The previous part clarified Jñāna-Śakti through the image of trying to step over the shadow of one’s own head. The point was sharp: knowledge does not depend on the knowable. The object appears in Jñāna-Śakti; Jñāna-Śakti does not wait for the object in order to become luminous. Gross-seeing people notice knowledge only when an object is present, but subtle-seeing people recognize knowledge as self-luminous even in the absence of any particular knowable.
Now Abhinava turns to Kriyā-Śakti, the power of action.
This is the natural next step. Icchā has already appeared as the first will of manifestation. Jñāna has appeared as the self-luminous knowing in which the knowable begins to shine. But manifestation is not complete with will and knowledge alone. There must also be the power by which the possible becomes enacted, ordered, sequenced, and brought into operative expression. That is kriyā.
But Abhinava immediately guards the point. Kriyā is not a separate third substance added onto icchā and jñāna. It arises from their mutual intermixture — from the wonder of their crossing, from the way will and knowledge enter one another and produce a field of prior and later. Action means sequence: something not yet accomplished becomes something being accomplished, through ordered parts. This is why Bhartṛhari is cited: kriyā is recognized through dependence on sequence, through the mind’s grouping of parts that arise one after another.
So this part enters the difficult territory of action. Action requires order, before and after, partial accomplishment, process. But Abhinava will not let this become a crude external sequence. Even in action, the prior and later are mutually interwoven. Even when one thing mixes with another and seems to become almost empty or ungraspable, the Anuttara-Ānanda form does not disappear.
That is the deep nerve of the chunk: kriyā introduces sequence, but sequence does not exile us from Bhairava. Action unfolds, parts arise, effort moves, manifestation becomes ordered — yet the supreme bliss-form remains present in all cognition. The highest is not lost when consciousness enters action.
The supporting citations reinforce this.
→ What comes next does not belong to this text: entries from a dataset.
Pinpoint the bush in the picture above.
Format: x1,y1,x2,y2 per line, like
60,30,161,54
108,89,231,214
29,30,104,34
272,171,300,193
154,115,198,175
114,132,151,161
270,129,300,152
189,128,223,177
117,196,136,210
The supreme is not a small particle of bliss, not a reduced fragment. Supreme knowledge is the śakti-garbha paraṃ mahaḥ — the supreme light pregnant with Śakti. And the Gītā’s Puruṣottama is beyond both the perishable and the imperishable. In Abhinava’s reading, the supreme is not merely stillness beyond action, and not merely action within manifestation. It is the Śakti-filled fullness in which knowing, action, bliss, sequence, and transcendence are all held without contradiction.
Kriyā-Śakti, as she expands, must now be examined
kriyāśaktistu prasarantī vicāryate -
“But now Kriyā-Śakti, as she expands, is to be examined.”
Abhinava now turns from Jñāna-Śakti to Kriyā-Śakti. This is the natural next step. Icchā has shown the first will of manifestation. Jñāna has shown the self-luminous power in which the knowable appears. But manifestation is still not complete until there is kriyā, action — the power by which what is willed and known becomes operative, ordered, and enacted.
The word prasarantī matters. Kriyā-Śakti is not static action as a finished product. She is action expanding, spreading, moving outward. This is Śakti becoming process. Once kriyā enters, we are no longer only in the field of inward will and luminous knowing; we are entering the domain of sequence, prior and later, effort, accomplishment, and manifestation as something that unfolds.
But Abhinava does not let kriyā become a crude external activity. It must be vicāryate — examined. Action has to be understood from inside the same current of Vimarśa. Otherwise one would think action is something added after consciousness, as if Bhairava first knows and then some separate mechanism acts. No. Kriyā too is Śakti. Action is consciousness becoming operative through its own power.
So this point opens the new movement: how does action arise from the interplay of icchā and jñāna? How does sequence appear without leaving consciousness? How does the power of doing emerge without turning into mechanical causality? Abhinava is about to unfold kriyā as the Śakti of ordered manifestation, but still rooted in the same Anuttara-Ānanda that never disappears.